Maybe it's because lefthanders have always suffered from an inferiority complex through the lack of equipment. A lefthanded cricketer or tennis player uses the same gear as everybody else. It's not that way in this game. All the glossy advertisements about the latest in club technology pass us by because we know the lefthanded version won't be available for months.
Imagine what it was like back in the 1960s when I started playing. I still have memories of traipsing around sports shops in Dunedin and Christchurch trying to find lefthand clubs. They were like hens' teeth. Many's the story of lefthanded cricketers - Sir Richard Hadlee's one - who just gave up looking, and played golf right handed.
That's why Sir Bob Charles will always be our patron saint. What he achieved in that time of far less sophisticated equipment gave us hope that it was worth persevering with nature and not fighting it.
Sir Bob went out of his way to be the special guest at the tournament's opening cocktail party. His status among this community was evident in the way players - and they're here from 12 countries - lined up to have their photograph taken with him. For the record, he thinks he's played just one tournament for lefthanders. That was in Florida in the early 1960s. As he won it by over 20 shots, he figured there was more worthwhile competition elsewhere.
To be honest, this is more of a social and tourist event than a serious tournament. There are four categories - open, 55 and over, 70 and over and ladies. The biggest entry is the 55 and overs. There's a couple of scratch handicappers but, on the first day, when the strong cold southerly blew, there were more scores over 100 than under 80.
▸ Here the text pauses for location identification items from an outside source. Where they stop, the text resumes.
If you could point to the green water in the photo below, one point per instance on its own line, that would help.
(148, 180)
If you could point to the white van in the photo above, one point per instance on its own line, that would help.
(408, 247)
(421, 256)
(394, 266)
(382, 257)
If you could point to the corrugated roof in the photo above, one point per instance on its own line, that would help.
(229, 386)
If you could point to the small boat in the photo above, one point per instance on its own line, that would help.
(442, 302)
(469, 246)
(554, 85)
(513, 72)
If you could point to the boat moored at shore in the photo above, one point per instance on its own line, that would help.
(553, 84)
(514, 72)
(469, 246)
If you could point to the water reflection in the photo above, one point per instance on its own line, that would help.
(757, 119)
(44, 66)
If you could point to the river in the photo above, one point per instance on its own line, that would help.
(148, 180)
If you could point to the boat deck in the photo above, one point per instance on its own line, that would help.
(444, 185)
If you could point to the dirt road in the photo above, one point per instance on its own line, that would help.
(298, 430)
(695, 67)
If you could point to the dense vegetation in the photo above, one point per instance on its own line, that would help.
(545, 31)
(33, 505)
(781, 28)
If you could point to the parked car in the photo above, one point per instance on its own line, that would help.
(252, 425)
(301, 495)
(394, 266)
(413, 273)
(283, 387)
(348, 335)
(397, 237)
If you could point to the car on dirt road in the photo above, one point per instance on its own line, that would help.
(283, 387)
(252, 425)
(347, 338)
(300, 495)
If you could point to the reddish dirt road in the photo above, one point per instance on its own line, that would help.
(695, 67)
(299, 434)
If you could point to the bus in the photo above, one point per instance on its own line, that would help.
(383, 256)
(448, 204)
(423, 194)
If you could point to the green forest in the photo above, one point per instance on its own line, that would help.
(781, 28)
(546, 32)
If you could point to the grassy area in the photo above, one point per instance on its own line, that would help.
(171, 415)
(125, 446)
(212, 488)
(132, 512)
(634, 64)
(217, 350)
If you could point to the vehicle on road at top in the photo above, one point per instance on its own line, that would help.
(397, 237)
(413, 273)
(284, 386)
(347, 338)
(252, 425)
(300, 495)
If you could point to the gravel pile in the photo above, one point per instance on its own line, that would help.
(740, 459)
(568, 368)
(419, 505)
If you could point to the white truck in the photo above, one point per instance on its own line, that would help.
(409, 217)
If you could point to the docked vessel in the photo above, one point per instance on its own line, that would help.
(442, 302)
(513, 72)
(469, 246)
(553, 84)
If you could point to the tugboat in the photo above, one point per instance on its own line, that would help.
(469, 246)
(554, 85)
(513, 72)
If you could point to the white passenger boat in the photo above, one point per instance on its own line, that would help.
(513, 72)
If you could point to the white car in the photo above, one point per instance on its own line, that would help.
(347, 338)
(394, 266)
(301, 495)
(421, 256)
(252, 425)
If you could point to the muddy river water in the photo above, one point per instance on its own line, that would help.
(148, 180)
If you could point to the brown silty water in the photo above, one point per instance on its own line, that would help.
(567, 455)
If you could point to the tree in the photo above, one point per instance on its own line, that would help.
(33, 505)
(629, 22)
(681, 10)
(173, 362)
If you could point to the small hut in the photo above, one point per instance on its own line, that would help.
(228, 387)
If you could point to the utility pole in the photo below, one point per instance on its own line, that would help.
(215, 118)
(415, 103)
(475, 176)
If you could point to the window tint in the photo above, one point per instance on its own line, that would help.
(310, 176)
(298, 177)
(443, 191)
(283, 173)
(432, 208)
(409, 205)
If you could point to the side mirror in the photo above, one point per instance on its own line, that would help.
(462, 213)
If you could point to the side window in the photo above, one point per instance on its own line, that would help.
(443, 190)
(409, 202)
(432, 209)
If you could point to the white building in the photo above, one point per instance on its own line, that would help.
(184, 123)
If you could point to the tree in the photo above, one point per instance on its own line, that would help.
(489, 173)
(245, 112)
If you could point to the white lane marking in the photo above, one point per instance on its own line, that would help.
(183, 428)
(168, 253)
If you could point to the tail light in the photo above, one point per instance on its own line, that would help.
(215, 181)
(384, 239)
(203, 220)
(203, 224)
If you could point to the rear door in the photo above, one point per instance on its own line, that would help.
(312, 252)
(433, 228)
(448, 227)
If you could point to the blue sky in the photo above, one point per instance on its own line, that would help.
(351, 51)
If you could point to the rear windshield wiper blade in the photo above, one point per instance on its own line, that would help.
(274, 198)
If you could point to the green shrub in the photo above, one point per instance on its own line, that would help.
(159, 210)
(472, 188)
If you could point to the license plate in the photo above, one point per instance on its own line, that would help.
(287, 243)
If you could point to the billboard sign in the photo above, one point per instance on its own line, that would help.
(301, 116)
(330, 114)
I find it strange playing only with others of my kind. There are matters of etiquette, such as where to stand while the others are hitting a shot to make sure you're not in their peripheral vision, or being aware of where your shadow is cast.
But Sir Bob's line about there being very few real lefthanded golfers rings true. He maintains most of us are actually backhanders. He's one and so am I. And everybody I've played with this week signs the card with their right hand too.